Two months have passed and Mohler has made no effort to correct his misrepresentation of Darwin; he has not even acknowledged it, at least publicly. I can only conclude that because this particular "truth" is a political liability, Mohler chooses to ignore it. Mohler perhaps, is being a "faith fibber," something I have been guilty of, although not on this scale.

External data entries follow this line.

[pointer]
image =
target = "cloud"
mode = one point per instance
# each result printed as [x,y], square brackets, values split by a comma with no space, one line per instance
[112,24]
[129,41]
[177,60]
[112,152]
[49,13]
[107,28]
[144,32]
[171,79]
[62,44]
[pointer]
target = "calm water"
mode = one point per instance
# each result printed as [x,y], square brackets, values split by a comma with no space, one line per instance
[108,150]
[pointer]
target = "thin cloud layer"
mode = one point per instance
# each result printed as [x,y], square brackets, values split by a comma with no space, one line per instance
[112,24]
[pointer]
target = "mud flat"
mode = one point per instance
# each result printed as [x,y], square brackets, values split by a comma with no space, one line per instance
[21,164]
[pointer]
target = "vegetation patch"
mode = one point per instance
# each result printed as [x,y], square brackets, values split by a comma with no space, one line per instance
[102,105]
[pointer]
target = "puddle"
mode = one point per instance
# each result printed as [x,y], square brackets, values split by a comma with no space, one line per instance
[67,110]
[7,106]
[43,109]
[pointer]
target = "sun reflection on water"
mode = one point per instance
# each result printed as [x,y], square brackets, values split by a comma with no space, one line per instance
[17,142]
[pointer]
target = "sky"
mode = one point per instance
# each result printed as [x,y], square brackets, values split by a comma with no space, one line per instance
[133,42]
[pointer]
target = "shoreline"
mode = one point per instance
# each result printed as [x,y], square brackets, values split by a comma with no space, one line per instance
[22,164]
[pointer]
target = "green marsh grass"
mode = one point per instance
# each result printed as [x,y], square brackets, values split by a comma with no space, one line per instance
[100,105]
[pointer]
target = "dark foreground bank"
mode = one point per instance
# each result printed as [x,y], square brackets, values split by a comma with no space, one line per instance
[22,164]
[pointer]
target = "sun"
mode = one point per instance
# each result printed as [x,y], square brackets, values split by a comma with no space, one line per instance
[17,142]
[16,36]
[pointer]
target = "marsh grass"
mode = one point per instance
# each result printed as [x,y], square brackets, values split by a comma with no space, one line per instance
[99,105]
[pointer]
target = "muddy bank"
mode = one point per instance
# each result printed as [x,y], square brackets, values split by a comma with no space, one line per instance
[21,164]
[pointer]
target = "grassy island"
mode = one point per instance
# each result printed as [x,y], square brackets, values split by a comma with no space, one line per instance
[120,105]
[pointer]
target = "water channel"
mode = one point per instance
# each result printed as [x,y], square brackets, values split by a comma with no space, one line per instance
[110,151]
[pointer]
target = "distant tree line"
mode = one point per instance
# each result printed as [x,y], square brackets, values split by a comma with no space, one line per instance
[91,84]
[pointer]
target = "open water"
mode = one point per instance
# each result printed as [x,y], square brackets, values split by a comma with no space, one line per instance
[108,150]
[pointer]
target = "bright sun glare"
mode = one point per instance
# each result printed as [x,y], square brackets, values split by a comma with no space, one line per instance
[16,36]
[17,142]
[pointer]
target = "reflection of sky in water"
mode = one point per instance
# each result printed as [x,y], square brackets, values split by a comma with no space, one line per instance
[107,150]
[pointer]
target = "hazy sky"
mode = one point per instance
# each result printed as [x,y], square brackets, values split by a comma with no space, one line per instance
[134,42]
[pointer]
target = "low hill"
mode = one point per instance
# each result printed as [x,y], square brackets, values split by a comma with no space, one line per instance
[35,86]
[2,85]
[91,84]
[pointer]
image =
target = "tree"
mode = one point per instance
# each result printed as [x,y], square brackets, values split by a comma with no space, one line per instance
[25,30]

What disturbs me about this is the revelation -- which has taken me a long time to accept -- that some of my fellow Christians have no more respect for the truth than some of my non-Christian critics. In fact, the most honest dialog I have had on this topic was with Michael Shermer. Shermer, the editor of Skeptic Magazine, is an enthusiastic agnostic, but he seems far more engaged in searching for truth than winning converts to his position. I am disappointed to realize that Shermer, who repudiated his faith, has more respect for the truth than Al Mohler, who views himself as a caretaker of a faith that I share.

Religious belief is complex and full of mystery, paradox, and contradiction. Those without faith often seem unable to even understand it, much less enter into meaningful conversation with believers. And often they express this with caricature and ridicule. But our conversation, as shaky and precarious as it may be, should always be anchored to whatever bits of truth we can find and agree on.

Darwin's religious journey has been the subject of intense scrutiny and even entire books. He struggled throughout his life with issues of faith. He did eventually lose his childhood Anglican faith, but he lost it reluctantly and not until middle age, long after his famous voyage on the Beagle. Toward the end of his life he wrote to an old friend about the painful experience of losing his faith: "I was very unwilling to give up my belief." He recalled daydreaming as a younger man about something that could arrest his slide into disbelief, perhaps the discovery of "old letters between distinguished Romans, and manuscripts being discovered at Pompeii or elsewhere, which confirmed in the most striking manner all that was written in the Gospels." Gradually, though, he found it harder to imagine being rescued in this way and "disbelief crept over me at a very slow rate, but was at last complete."

This is the Darwin of history -- not the fictional character preferred by his anti-evolutionary critics. It is the story of an honest seeker, with a profound respect for the truth, even when it did not serve his purposes.